Closed gausby closed 3 years ago
Ouch :)
This should be no problem, if the syntax requires do:
we can decide on the :
if there is an associated end or not.
I think ignoring do:
's on pairs would suffice :)
There are also some problems with matching defp
's. Could it be because of the order in this list: https://github.com/Fuco1/smartparens/blob/master/smartparens-elixir.el#L39-L52 ?—and should I open another issue?
Also…as I read the code: it will look for a do
, go to the start of the line and look for one of the keywords.
Unfortunately, if this is the case: that assumption does not suffice: The do
doesn't have to be on the same line as the keyword. An example could be this function defintion where I use guards:
defp drop_tailing_bits(%__MODULE__{size: size} = bitfield)
when rem(size, 8) == 0 do
{:ok, bitfield}
end
Am I correct in my understanding of the code, and should I open another issue for this one?
Yep, it works as you say. I guess we don't need another issue, maybe you could open a PR with added failing tests displaying these cases so I can then fix the issues. What do you think?
I will look into it asap, but I am kinda busy until Sunday.
Thanks for a great package, btw :)
@Fuco1 I'm fairly new to emacs and elisp, so I'm sorry if the question sounds dumb, but... wouldn't something like this solve the issue?
here: https://github.com/Fuco1/smartparens/blob/master/smartparens-elixir.el#L41 like this:
...
(when (equal (rx "do[^:]") id)
...
Are there any issues using a regex in this place?
I don't remember what the smartparens code does there, but we need to make sure this do:
construct doesn't expect a corresponding end
. Which the regular do
does expect.
It might still work though. If you use elixir you can test it and if it works we can create a patch.
Hi! This error still pops up in latest version of elixir-mode. Or at least, that's what I am experimenting. Is the issue supposed to be fixed already? (and thanks a lot for your work! not sure I know enough about Emacs Lisp to help but still...)
Hi! Here is another example where similar errors occur in Elixir: with the quote do
construct.
If someone is ready to provide some initial guidance, I'd be happy to help.
The quote do
should already be handled by sp-elixir-def-p
, so if that doesn't work there's likely a bug in that code.
As for the inline do:
, can you provide some minimal valid elixir code where this causes a problem? I do not use elixir or ruby very much.
@Fuco1 Here is a minimal example with do:
defmodule ElixirExampleOne do
def func_one do
IO.puts("hi 1")
end
def func_two, do: IO.puts("hi 2")
end
The def
for func_two
ends up paired with the end
on the last line which is incorrect.
Another related bit of syntax that is interpreted incorrectly is anonymous functions, in this example func_two
is a function that returns an anonymous function. The end
inside func_two
should be paired with fn
, but instead it is paired with the def
of func_two
:
defmodule ElixirExampleTwo do
def func_one do
IO.puts("hi 1")
end
def func_two do
fn name -> IO.puts("hello " <> name) end
end
end
The fn ... end
could be solved separately or in a different PR, but I mention it since it is another incorrect pairing and it might be easier to solve both of them at the same time rather than one after another (I'm not familiar enough with the code to really know).

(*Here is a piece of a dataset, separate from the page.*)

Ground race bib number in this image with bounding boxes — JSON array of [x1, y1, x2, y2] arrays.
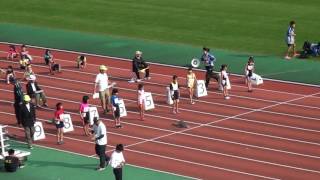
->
[[89, 107, 99, 125], [60, 114, 74, 133], [118, 99, 127, 117], [195, 80, 208, 97], [144, 92, 155, 110], [33, 121, 45, 141]]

You can streamline the examples even further by removing func_one
from each of them.
@Fuco1 I'm interested in working on this, as I experience this problem and it makes it a lot harder to navigate code. Any points towards where I should look at? E.g. Docs or maybe there are already languages supported with similar feature?
@axelson, sorry to disturb you, but it seems that I've fixed the do:
issue, and fn ... end
is already handled by Smartparens. However I would like to ask if often see linebreaks before do:
or even do
forms in the code, e.g.:
defmodule ElixirExampleOne do
def func_one
do
IO.puts("hi 1")
end
def func_two,
do: IO.puts("hi 2")
end
Because currently Smartparens is completely broken for this particular case and my PR does not yet fix this. The question is if this needs to be fixed, although I suppose this will be a llittle more performance hungry.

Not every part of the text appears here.